11th district in 2005–2017

The 11th federal electoral district of Chiapas (Distrito electoral federal 11 de Chiapas) is one of the 300 electoral districts into which Mexico is divided for elections to the federal Chamber of Deputies and one of 13 such districts in the state of Chiapas.

It elects one deputy to the lower house of Congress for each three-year legislative session by means of the first-past-the-post system. Votes cast in the district also count towards the calculation of proportional representation ("plurinominal") deputies elected from the third region.

The 11th district was created in 1996. Between 1979 and 1996, Chiapas only had nine federal electoral districts; the 1996 redistricting process increased the number to 12. The new district elected its first deputy in the 1997 mid-terms.

The current member for the district, elected in the 2024 general election, is Rosario del Carmen Moreno Villatoro of the National Regeneration Movement (Morena).

==District territory==
Under the 2023 districting plan adopted by the National Electoral Institute (INE), which is to be used for the 2024, 2027 and 2030 federal elections,
the 11th district comprises 132 electoral precincts (secciones electorales) across 11 municipalities:
- Altamirano, Amatenango del Valle, Chanal, Huixtán, La Independencia, Las Margaritas, Las Rosas, Maravilla Tenejapa, Oxchuc, San Cristóbal de Las Casas (part) (Note: The remainder of San Cristóbal de Las Casas is assigned to the 5th district.) and Teopisca.

The head town (cabecera distrital), where results from individual polling stations are gathered together and tallied, is the city of Las Margaritas. The district reported a population of 416,628 in the 2020 census and, with Indigenous and Afrodescendent inhabitants accounting for over 63% of that total, it is classified by the INE as an indigenous district. (Note: The INE deems any local or federal electoral district where Indigenous or Afrodescendent inhabitants number 40% or more of the population to be an indigenous district.)

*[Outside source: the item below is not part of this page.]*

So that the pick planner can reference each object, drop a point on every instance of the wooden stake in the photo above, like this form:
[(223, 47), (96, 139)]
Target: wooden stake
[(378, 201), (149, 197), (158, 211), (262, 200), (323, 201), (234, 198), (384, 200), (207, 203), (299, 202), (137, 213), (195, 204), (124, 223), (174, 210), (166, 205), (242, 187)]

== Previous districting schemes ==

Evolution of electoral district numbers
|  | 1974 | 1978 | 1996 | 2005 | 2017 | 2023 |
| Chiapas | 6 | 9 | 12 | 12 | 13 | 13 |
| Chamber of Deputies | 196 | 300 |  |  |  |  |
Sources:

2017–2022
Between 2017 and 2022, the district covered 10 municipalities: the same as the 2022 plan with the exclusion of Las Rosas.

2005–2017
The district was in the south of the state, covering a portion of the Soconusco region and the Mexico-Guatemala borderlands. It comprised the municipalities of Amatenango de la Frontera, Bejucal de Ocampo, Cacahoatán, El Porvenir, Huehuetán, Huixtla, La Grandeza, Mazapa de Madero, Mazatán, Motozintla, Siltepec, Tuzantán, Unión Juárez and the extreme north of the municipality of Tapachula. The head town was the city of Huixtla.

1996–2005
Between 1996 and 2005, the district covered only the municipalities of the southern Soconusco:
- Huehuetán, Huixtla, Mazatán and Tuzantán, as in the 2005 scheme, plus:
- Acacoyagua, Acapetagua, Escuintla, Mapastepec and Villa Comaltitlán.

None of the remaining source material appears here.